Arquivo pessoalAline, Léo e Rodrigo na praia
Conheci Aline Bertolozzi, Rodrigo Monteiro e Leonardo Bertolozzi Monteiro quando fiz uma apresentação no TEDx, em dezembro de 2025. Aline se apresentou um pouco depois de mim e me fez aplaudir o feito desse trio de pé. Sim, eles acreditam que o futuro é aproveitar o presente, depois de 11 anos de uma história pautada por grandes desafios e vitórias.
Aline estava no meio da gestação quando recebeu o diagnóstico de que o filho tinha uma condição rara, chamada de Síndrome de CHAOS, que é uma obstrução da traqueia. A partir desse instante, a maternidade deixou de ser plano e virou urgência, como ela mesma relata. Prova disso é que foram a segunda família do mundo a fazer uma cirurgia de traqueostomia intrauterina. Depois desse primeiro desafio, Léo nasceu prematuro, com 25 semanas e 630 gramas, passando 11 meses em uma UTI.
“Eu aprendi que qualquer pessoa, em qualquer momento da vida, pode precisar de aparelhos para sobreviver, e isso não precisa ser o fim de uma vida.”
Quando Léo foi para casa, com uma paralisia cerebral grau quatro, dependia de equipamentos e de energia elétrica contínua e por isso, a recomendação era ficar em casa e evitar saídas para reduzir riscos. Mas, o que parecia o fim, se tornou o começo para ele e para muitas outras crianças.

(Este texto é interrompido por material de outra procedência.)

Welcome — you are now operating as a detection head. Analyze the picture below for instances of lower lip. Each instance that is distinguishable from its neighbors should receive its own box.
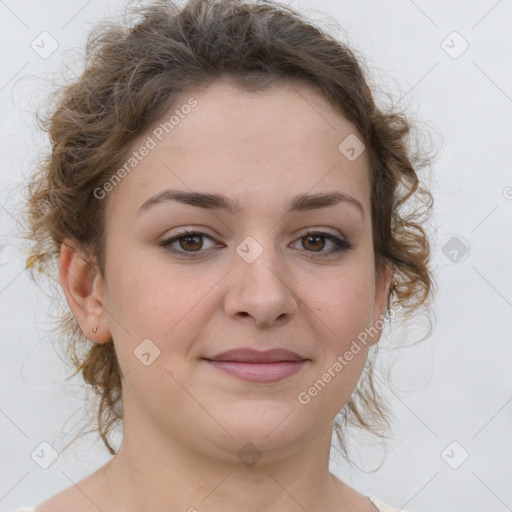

Do anseio de mais tranquilidade, Aline e Rodrigo criaram uma solução improvisada: uma mochila que acomodava os equipamentos que o mantinham vivo. Essa ideia deu origem à OutCare que, desde 2021, é uma forma de oferecer mobilidade a crianças que por conta de condições definitivas ou provisórias de tratamento não podiam viver ao ar livre.
Hoje, a OutCare atende dezenas de crianças eletrodependentes em hospitais públicos e privados, já foi reconhecida com mais de 15 prêmios nacionais e internacionais e é o único case brasileiro da categoria Pharma & Health a chegar ao Shortlist de Cannes.
Arquivo pessoalPrimeira viagem de motorhome da família
A OutCare é uma mochila que contém uma bateria para uma autonomia extra dos aparelhos. Parece simples, mas nunca tinham tido conhecimento de algo que promovesse melhor qualidade de vida para pacientes em tratamento domiciliar.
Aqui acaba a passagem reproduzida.